1000÷200=5分……お母さんが自転車で走った時間
20-5-12=3分間(答)
(4)50×(12+3)=750m(答)
本年度の問題に関して言えば、大問6「進行グラフ」が読み取れたか否かが、合否に大きく影響したものと思われます。
では、このような特殊な進行グラフを読み取るには、どうすれば良いのでしょうか?
ポイント1:
進行グラフの読み取りでは、グラフが折れている点で何が起きているかを、地図上でイメージできるかが重要です。

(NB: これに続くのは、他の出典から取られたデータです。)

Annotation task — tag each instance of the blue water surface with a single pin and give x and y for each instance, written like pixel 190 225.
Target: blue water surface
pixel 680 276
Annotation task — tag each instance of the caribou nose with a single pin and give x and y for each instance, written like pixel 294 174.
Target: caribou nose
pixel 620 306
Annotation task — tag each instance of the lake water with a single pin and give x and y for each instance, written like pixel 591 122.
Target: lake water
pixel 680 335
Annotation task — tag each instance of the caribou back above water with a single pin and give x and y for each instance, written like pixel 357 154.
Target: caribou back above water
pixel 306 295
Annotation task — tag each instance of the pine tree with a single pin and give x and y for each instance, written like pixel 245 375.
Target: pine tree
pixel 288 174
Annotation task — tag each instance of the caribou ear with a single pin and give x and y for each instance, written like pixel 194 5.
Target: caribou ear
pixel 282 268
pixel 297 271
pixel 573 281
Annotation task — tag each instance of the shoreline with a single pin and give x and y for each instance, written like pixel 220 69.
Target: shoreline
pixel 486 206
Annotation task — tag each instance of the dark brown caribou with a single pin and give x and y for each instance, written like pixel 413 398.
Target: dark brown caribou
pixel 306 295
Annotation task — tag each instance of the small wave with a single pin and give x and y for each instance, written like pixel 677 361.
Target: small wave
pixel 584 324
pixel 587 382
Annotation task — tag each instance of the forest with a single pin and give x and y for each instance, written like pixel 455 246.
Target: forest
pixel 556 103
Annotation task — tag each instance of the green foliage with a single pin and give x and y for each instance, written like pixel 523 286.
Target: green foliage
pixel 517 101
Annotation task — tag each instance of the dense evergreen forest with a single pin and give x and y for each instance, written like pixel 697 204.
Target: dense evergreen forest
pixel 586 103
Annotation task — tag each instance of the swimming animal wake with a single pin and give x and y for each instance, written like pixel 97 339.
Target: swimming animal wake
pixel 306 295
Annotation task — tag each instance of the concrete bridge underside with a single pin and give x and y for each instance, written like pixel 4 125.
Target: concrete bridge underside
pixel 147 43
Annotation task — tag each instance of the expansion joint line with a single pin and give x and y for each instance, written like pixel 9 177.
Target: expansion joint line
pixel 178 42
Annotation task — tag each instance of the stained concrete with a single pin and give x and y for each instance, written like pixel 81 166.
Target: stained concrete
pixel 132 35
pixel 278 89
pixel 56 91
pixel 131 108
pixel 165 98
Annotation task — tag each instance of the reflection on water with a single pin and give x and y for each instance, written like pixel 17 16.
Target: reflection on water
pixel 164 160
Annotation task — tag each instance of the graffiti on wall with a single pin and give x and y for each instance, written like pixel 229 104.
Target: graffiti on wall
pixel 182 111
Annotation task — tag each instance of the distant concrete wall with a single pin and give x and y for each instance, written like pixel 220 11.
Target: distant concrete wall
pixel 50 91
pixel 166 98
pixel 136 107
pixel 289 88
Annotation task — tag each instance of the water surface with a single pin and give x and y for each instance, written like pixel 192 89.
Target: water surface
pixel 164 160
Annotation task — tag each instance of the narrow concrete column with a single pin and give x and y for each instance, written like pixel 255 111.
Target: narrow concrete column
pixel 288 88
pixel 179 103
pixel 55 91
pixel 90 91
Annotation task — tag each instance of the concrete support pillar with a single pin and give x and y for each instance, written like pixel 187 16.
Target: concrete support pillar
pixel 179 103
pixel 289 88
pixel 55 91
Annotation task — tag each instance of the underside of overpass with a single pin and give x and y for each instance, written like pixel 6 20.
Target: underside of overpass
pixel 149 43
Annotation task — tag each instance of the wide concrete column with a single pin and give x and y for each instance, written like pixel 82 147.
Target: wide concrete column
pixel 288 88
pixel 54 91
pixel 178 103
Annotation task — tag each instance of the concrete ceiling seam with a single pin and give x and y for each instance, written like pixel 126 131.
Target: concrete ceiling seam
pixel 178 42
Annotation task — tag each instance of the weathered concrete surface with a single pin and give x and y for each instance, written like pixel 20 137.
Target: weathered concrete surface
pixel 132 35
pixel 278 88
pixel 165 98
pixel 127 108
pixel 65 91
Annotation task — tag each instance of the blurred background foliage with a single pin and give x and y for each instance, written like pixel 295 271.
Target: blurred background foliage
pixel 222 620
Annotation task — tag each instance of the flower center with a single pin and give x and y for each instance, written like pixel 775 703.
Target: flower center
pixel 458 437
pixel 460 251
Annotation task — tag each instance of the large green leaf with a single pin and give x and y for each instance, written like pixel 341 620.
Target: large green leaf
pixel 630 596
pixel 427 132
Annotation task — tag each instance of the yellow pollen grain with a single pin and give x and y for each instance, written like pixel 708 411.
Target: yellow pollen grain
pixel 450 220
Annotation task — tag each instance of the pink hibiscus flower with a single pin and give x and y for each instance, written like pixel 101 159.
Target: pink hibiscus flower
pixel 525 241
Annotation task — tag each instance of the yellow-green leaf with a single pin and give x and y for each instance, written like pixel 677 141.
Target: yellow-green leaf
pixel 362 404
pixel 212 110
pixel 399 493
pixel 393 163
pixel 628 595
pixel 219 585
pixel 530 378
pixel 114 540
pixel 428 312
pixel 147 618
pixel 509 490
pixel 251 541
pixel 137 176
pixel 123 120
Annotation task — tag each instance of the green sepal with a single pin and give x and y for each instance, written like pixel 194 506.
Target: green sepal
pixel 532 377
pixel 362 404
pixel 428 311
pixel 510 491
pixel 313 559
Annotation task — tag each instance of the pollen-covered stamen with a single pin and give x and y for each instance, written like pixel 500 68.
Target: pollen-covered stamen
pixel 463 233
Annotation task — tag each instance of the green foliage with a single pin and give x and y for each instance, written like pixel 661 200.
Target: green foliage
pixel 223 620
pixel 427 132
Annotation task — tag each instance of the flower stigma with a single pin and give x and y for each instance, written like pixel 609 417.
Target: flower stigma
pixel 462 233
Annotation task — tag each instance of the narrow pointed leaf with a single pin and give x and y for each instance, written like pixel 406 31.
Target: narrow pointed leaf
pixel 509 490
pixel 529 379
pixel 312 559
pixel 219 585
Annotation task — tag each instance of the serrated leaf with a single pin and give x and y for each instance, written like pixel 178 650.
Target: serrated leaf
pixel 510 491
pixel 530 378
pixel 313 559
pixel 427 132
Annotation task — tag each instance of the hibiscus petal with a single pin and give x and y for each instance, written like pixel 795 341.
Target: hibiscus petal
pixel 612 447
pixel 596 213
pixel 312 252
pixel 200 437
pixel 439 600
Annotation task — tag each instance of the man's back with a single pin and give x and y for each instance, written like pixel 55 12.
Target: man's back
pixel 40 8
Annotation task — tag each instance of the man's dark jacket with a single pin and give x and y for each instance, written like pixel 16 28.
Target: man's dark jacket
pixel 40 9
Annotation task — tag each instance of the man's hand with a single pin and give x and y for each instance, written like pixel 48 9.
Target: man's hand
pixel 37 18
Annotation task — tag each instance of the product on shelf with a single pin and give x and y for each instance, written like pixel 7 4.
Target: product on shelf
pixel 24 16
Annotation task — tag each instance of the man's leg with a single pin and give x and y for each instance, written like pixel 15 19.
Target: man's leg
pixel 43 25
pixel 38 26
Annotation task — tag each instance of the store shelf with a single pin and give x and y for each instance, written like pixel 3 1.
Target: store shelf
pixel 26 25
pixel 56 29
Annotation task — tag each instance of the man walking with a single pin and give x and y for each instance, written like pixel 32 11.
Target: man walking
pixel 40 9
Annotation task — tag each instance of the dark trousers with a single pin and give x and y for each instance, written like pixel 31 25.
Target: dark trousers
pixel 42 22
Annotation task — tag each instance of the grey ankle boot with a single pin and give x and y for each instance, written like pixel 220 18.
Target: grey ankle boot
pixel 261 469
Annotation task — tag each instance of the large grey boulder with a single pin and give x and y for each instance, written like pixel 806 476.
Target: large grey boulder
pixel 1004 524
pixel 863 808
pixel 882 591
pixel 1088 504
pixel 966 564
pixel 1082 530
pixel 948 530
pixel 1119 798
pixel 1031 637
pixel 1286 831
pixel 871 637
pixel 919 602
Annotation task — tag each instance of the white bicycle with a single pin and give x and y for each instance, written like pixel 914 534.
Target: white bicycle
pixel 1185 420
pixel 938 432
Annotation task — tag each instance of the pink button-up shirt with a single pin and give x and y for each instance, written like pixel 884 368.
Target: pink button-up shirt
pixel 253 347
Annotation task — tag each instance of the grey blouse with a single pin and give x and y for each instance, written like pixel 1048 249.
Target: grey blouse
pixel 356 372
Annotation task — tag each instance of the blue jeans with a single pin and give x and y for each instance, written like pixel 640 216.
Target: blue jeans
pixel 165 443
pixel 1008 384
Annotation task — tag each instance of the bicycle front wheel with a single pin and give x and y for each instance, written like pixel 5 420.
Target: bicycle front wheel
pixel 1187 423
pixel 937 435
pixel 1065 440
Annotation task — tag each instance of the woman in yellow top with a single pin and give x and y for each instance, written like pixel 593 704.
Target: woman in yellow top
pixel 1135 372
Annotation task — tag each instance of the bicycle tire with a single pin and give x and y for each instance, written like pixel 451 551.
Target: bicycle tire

8分後から2人の距離がぐんぐん離れているのに対し、12分後からは、離れ方がゆるやかになっています。
これはなぜか?
お母さんの動きが止まったから=お母さんが家に着いたから
このことが読み取れるかが、第1関門です。
ポイント2:
お母さんが家に着いた=この時、家と共子さんの距離も600m
この言い換えができるかどうかが、第2関門です。
ここで初めて、2人の距離(相対距離)以外に、家を出発してからの実際の移動距離(絶対距離)が明らかになり、2人の速さを求めることが可能になるわけです。
相対距離が絶対距離に一致する瞬間
を強く意識することが、この特殊な進行グラフを読み取るコツです。
縦軸が相対距離を表す進行グラフは、現在、他の学校も含めて頻出です。
レッツ算数教室でも、特に力を入れている単元のひとつです。